William Edward Macklin was born in London, Ontario, Canada on 19 May 1860. His grandfather was an Irish Methodist minister. His father was a merchant. His mother was a devout Christian of French and Irish descent. He had a brother Alfred, who became a physician, and a younger sister Daisy, also a doctor and medical missionary (马芳), as well as three other siblings.

In 1880 he graduated from the University of Toronto, where he majored in medical science. In January 1886, Macklin was sent by the Foreign Christian Missionary Society and became the first missionary of the Christian Church (Disciples of Christ) to China. He settled in Nanjing in April of that same year. Later he established three churches in Nanjing. He started the Nanking Christian Hospital, also known as the Drum Tower Hospital, in 1890 and was completed in 1893, which is the first formal western hospital in Nanjing. The hospital was locally known as "Ma Lin Hospital". He often preached in Chuxian, Hefei and other places in Anhui province. In January 1914, Jinling University acquired the hospital as an affiliated hospital, which was renamed "University Hospital of Nanking".

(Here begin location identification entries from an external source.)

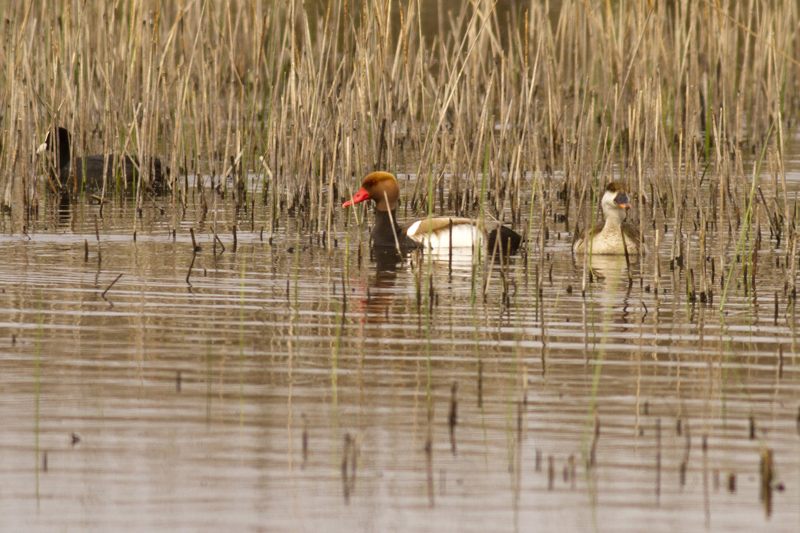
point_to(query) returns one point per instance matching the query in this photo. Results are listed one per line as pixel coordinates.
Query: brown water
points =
(226, 403)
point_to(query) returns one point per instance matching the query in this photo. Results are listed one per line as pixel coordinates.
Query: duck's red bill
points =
(359, 197)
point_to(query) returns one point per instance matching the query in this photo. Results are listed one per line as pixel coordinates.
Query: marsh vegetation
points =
(237, 313)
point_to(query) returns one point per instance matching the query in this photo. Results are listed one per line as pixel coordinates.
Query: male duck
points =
(441, 233)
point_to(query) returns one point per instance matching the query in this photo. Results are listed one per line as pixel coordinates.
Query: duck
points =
(612, 235)
(441, 234)
(91, 167)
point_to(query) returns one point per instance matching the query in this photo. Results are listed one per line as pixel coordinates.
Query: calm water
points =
(237, 400)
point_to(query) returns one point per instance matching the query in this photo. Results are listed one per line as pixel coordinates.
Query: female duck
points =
(612, 235)
(441, 233)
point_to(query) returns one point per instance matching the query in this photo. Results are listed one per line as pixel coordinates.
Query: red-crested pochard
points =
(441, 233)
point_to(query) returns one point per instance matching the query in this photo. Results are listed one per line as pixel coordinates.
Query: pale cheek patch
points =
(412, 231)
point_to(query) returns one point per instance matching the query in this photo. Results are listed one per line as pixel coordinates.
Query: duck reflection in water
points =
(375, 307)
(611, 274)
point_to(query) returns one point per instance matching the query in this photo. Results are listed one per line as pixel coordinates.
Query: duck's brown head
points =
(617, 195)
(380, 187)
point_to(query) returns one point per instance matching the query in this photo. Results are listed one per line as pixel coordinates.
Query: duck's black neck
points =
(385, 229)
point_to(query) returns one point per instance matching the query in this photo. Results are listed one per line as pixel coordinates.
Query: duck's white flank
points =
(463, 235)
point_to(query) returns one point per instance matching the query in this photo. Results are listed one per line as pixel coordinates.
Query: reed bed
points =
(508, 110)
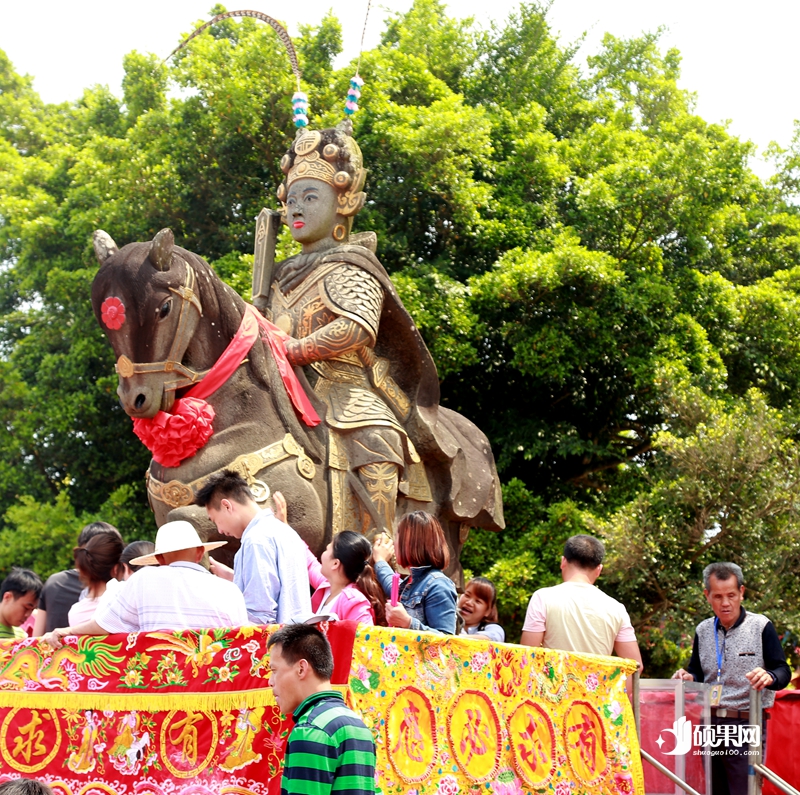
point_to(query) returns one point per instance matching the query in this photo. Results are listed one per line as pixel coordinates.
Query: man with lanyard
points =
(733, 652)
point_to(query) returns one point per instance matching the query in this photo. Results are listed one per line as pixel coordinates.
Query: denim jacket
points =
(428, 596)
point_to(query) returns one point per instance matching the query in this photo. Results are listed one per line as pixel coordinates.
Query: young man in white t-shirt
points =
(576, 615)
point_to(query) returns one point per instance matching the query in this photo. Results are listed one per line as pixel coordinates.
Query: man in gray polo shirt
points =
(736, 650)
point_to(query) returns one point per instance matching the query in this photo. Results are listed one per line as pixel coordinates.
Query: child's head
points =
(478, 603)
(19, 595)
(419, 541)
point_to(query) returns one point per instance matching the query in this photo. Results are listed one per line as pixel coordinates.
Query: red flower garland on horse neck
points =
(112, 312)
(174, 436)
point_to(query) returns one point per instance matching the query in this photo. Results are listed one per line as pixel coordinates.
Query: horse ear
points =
(161, 249)
(104, 245)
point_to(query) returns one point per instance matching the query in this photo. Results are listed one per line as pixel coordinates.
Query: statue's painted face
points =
(311, 210)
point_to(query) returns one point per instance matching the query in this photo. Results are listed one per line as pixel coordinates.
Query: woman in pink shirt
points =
(345, 582)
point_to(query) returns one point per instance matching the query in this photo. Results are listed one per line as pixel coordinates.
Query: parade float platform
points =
(191, 713)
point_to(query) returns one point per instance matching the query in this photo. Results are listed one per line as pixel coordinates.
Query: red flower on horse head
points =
(112, 312)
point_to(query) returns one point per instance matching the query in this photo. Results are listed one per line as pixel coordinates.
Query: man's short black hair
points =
(92, 529)
(305, 642)
(24, 786)
(21, 582)
(722, 571)
(584, 551)
(227, 485)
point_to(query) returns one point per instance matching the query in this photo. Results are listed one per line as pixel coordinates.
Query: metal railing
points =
(757, 771)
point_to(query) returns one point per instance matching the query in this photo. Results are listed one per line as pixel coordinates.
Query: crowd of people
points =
(397, 582)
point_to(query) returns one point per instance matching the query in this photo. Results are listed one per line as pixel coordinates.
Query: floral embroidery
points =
(624, 783)
(448, 785)
(390, 654)
(479, 661)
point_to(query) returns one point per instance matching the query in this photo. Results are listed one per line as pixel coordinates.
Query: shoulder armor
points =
(352, 292)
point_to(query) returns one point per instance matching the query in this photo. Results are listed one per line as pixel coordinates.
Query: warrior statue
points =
(364, 358)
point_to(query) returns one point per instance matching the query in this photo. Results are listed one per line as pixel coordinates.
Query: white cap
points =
(174, 537)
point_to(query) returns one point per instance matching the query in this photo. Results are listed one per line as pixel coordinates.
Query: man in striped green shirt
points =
(329, 749)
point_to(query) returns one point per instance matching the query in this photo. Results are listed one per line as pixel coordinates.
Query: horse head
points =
(147, 299)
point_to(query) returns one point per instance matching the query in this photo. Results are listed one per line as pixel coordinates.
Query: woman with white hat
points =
(173, 591)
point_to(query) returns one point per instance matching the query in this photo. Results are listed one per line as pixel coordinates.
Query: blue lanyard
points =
(720, 654)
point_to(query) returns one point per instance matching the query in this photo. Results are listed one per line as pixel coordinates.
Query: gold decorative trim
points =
(177, 494)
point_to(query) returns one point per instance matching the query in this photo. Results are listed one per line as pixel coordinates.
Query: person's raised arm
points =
(55, 638)
(630, 650)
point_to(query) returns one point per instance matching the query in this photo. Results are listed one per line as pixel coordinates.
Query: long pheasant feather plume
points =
(274, 24)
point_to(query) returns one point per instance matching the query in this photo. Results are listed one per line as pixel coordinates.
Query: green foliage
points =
(726, 487)
(609, 292)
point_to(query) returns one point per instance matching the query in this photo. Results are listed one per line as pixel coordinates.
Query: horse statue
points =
(170, 319)
(336, 404)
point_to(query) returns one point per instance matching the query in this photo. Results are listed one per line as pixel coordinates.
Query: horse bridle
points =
(172, 364)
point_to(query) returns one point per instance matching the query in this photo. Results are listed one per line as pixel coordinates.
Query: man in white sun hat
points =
(173, 591)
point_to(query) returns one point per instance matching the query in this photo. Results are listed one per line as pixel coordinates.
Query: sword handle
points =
(268, 225)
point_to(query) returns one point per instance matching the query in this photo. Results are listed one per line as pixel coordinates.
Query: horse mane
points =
(230, 307)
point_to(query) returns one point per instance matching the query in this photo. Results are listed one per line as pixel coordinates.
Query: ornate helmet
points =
(331, 156)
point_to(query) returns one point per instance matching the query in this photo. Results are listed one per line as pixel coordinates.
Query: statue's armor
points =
(367, 437)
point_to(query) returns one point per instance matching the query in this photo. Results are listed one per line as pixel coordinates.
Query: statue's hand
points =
(261, 303)
(280, 506)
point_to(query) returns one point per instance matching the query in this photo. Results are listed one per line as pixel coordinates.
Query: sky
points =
(740, 60)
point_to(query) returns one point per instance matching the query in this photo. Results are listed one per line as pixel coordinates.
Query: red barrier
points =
(783, 729)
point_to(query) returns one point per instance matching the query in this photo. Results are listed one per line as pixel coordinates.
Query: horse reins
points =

He was known as a public health reformer and follower of the social philosophy of Henry George.

In 1927, with the onset of the Chinese Civil War, his life was threatened, and he and his family left Nanjing. He and his wife settled in San Gabriel, California, where he died on 8 August 1947.

In 2012, Jimmy Carter visited Nanjing to unveil a statue of Macklin and dedicate a new wing of the Drum Tower Hospital.

== Personal life ==
He married Dorothy DeLany in January 1889. The couple had eight children.